Shahnaz Mohamed Thahir,

Edappally

* * * * *

As rightly pointed out, lax internal controls and the ineffectiveness of regulatory oversight in the context of non-transparent assets are the root causes of the Citigroup’s fall. It authored its destiny by over-indulging in financial innovation. It violated basic rules of banking to re-engineer new generation products such as securitisation, asset/mortgage-based securities, credit default swaps, collateralised debt obligations, etc. Hard work, thrift and savings were subordinated to luxury beyond means resulting in abject penury of the financial colossus.

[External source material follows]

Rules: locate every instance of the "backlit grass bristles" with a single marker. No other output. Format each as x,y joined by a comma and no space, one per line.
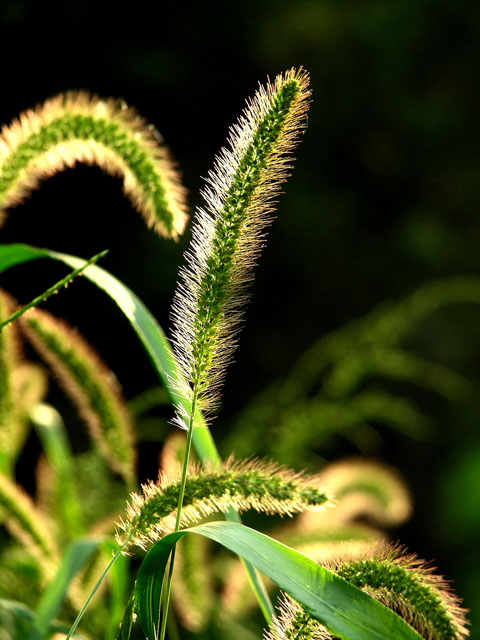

India should learn the right lessons from the U.S. financial crisis and stop addressing issues relating to the markets alone. We should concentrate on developing all facets of the economy.

N. Rangarajan,

Srirangam

* * * * *

The unending series of bailout packages is the result of mismanagement of funds by greedy bigwigs, who cared little for the result of their policies. It is strange to find a state that has advocated the free market philosophy stepping in at this hour of crisis.